CHAPITRE XV
Quand ils furent revenus au campement de l'arbre creux, Neena était toute prête à refaire l'amour. Ils se couchèrent dans l'obscurité moussue parmi les feuilles mortes et s'étreignirent de nouveau. Ensuite, Neena parut enfin satisfaite et s'endormit le sourire aux lèvres. Blade la contempla un moment. Finalement, il parvint à ignorer les grondements de son ventre vide et le sommeil le gagna aussi.
Ils dormirent tout le reste de la journée et presque toute la nuit. Dans la lumière grise précédant l'aube, Blade se réveilla et trouva Neena déjà levée qui fouillait parmi ses affaires. Elle poussa soudain un cri triomphant et tira d'une sacoche un large bracelet d'or, incrusté d'émeraudes énormes qui fulguraient d'un magnifique feu vert même dans la pénombre.

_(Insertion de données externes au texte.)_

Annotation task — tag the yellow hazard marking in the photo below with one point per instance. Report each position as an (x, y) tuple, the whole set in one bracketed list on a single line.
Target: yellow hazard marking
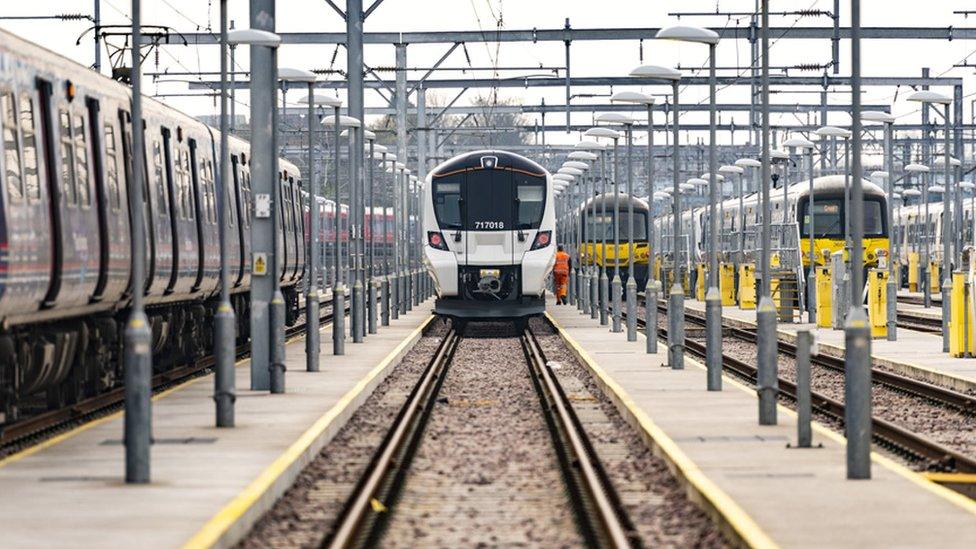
[(218, 525)]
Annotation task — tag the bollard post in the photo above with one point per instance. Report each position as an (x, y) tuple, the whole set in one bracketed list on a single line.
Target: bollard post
[(651, 292), (805, 348), (676, 327), (767, 382)]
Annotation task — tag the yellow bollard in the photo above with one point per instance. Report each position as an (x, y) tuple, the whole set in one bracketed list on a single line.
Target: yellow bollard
[(959, 321), (825, 298), (878, 302), (747, 286), (726, 283), (935, 281), (702, 271)]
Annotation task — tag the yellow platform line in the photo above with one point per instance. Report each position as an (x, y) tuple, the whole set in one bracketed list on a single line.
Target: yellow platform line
[(74, 431), (741, 523), (218, 525)]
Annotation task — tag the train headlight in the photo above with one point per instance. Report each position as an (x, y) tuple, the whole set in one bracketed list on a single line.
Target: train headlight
[(436, 240), (542, 239)]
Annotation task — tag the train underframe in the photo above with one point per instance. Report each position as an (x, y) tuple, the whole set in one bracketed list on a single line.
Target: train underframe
[(50, 365)]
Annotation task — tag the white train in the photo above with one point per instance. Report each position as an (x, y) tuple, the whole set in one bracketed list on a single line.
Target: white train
[(489, 222)]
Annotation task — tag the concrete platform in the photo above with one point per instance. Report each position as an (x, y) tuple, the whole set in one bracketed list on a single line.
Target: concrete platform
[(914, 353), (209, 484), (766, 494)]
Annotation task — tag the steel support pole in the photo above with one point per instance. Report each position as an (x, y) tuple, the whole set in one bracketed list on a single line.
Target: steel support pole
[(263, 177), (767, 381), (713, 299), (225, 350), (137, 354), (653, 286), (676, 299), (857, 330), (313, 344)]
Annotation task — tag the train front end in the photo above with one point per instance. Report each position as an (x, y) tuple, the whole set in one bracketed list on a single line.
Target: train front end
[(489, 225)]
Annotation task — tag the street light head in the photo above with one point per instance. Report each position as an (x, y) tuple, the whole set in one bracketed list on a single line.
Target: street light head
[(832, 131), (798, 142), (590, 145), (322, 100), (614, 118), (658, 72), (344, 121), (253, 37), (688, 34), (877, 116), (748, 163), (929, 96), (288, 74), (731, 169), (602, 132), (632, 97), (582, 155)]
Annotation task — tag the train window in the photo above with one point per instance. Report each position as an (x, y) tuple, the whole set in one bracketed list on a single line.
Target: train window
[(32, 181), (81, 161), (111, 168), (67, 165), (11, 158), (447, 201)]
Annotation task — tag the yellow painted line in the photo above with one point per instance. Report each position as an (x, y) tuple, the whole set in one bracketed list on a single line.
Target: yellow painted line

- Blade, lève ton bras gauche.
Il y avait dans la voix de Neena une intonation qu'il n'avait encore jamais entendue. C'était un indiscutable ton de commandement, mais auquel se mêlait une surprenante tendresse. Il obéit.
Neena ouvrit le bracelet et le fit claquer autour du poignet gauche de Blade. Elle laissa retomber le bras, se redressa et, à genoux, entièrement nue, elle le dévisagea fixement.
- Maintenant, par la volonté des dieux, par les lois et les coutumes de Draad et, surtout, par mon choix, tu es le mari qui m'est promis, à moi Neena, princesse de Draad.
Blade ne s'attendait pas à cela mais il n'en fut pas autrement étonné, et pas du tout malheureux. En étant le fiancé d'une femme de haut rang, il aurait à Draad une position qui pourrait se révéler précieuse. Être le fiancé de Neena, avec sa beauté, son adresse et sa vivacité spirituelle, serait encore plus agréable qu'utile.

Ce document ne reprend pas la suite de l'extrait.